THE NAMES (July 16, 1992)

A letter from my parents miraculously arrived this morning. In spite of the embargo sanctioned by the United Nations, which works effectively in the other direction—judging from the fact that my letters, which I continue writing and sending to my parents once a week, as I have done since my departure from home, do not go through—the letter from so-called Yugoslavia arrived in only five days. A large part of the letter is dedicated to my mother’s experiences with my birth and early days in postwar Zagreb. Most of her recollections, prompted by Dorian’s birth, I have heard many times, but the detail has always escaped me. Put bluntly, I have heard all this, but I have never listened. She writes about the famous Dr. Durst’s sanatorium in Klaić’s Street, close to the National Theater, where I was born; about my father’s boat, one half of which had to be sold for her to get a room in a private sanatorium; about my arrival at 1:30 in the morning on Tuesday, April 17, 1946; about the profusion of flowers in her room the next day; about the period of nine days she had to stay in Dr.

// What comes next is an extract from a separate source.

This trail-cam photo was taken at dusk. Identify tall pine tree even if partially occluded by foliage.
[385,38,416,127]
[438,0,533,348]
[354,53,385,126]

Durst’s sanatorium, one day for each month of pregnancy; about Dr. Scrivanelli’s private clinic where my mother got good advice on my early growth and development; about my parents’ apartment in Martić’s Street No. 18, where I spent my first two years; about how Dr. Scrivanelli told her upon weighing me two weeks in a row that I was gaining weight perfectly normally, and how she was so happy on account of this medical judgment that she practically flew with my baby carriage over Preradović’s Square, where the clinic was located; about how I was crying incessantly for the first two or three months, and about her headaches caused by sleeplessness; about my bowed legs which ultimately straightened out, just as Dr. Scrivanelli had assured her they would. I read the letter with real interest. The names of people, streets, and squares struck a magical cord for the first time.